El mal de la taiga

Cristina Rivera Garza

Fragmento

El mal de la taiga

I

Lo mismo

Que habían vivido ahí, me dijeron. Que ésa era la casa. Y la señalaban con una especie de timidez que bien podía confundirse con el respeto o con el terror. Sus dedos apenas lograban asomarse por las bocamangas de unos abrigos pesados y negros. El olor a carbón bajo sus brazos. Las uñas sucias. Esos labios tan resecos. Sus pupilas, que se movían con discreción hacia el objeto señalado, no tardaban en regresar a su punto de partida: la mirada frontal. ¿Qué buscaba ahí en realidad? Eso era lo que me preguntaban sin atreverse a preguntar. Y yo, que tampoco lo sabía con exactitud, acoplaba mis pasos a los suyos. Y los seguía de regreso a la comarca entre la nieve.

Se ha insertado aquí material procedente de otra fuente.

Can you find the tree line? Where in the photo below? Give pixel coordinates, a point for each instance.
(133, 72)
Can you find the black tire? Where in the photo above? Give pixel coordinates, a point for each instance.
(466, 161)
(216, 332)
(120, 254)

No era una casa, eso habría que decirlo desde ahora. Yo hubiera descrito lo que vi esa mañana de inicios de otoño como una cabaña, tal vez menos. Una casucha. Era, en todo caso, una estructura habitacional hecha de tablas de madera y pedazos de cartón y abundantes ramas secas. Tenía un techo, en efecto, de dos aguas; y un par de ventanas que, a falta de vidrio, recubrían con un plástico grueso y transparente. Tenía el aire de ser un último refugio. Daba la impresión de que, más allá, sólo quedaban la intemperie y la ley de la intemperie y el cielo, muy azul, tan alto, sobre la intemperie.

Recuerdo el frío. Recuerdo el frío sobre todo. Recuerdo las mandíbulas apretadas. Los puños dentro de los bolsillos.

Habían llegado ahí, según mis datos, a inicios del invierno. Lo había colegido así porque la última comunicación que emitieron había salido de una oficina de telégrafos de un poblado fronterizo que quedaba a unos doscientos kilómetros de distancia. El telegrama, dirigido al hombre que me había encargado la investigación, afirmaba escueta pero sólo indirectamente que no pensaban regresar jamás: «CUANDO DECIMOS ADIÓS, ¿QUÉ ES LO QUE SALUDAMOS EN REALIDAD?».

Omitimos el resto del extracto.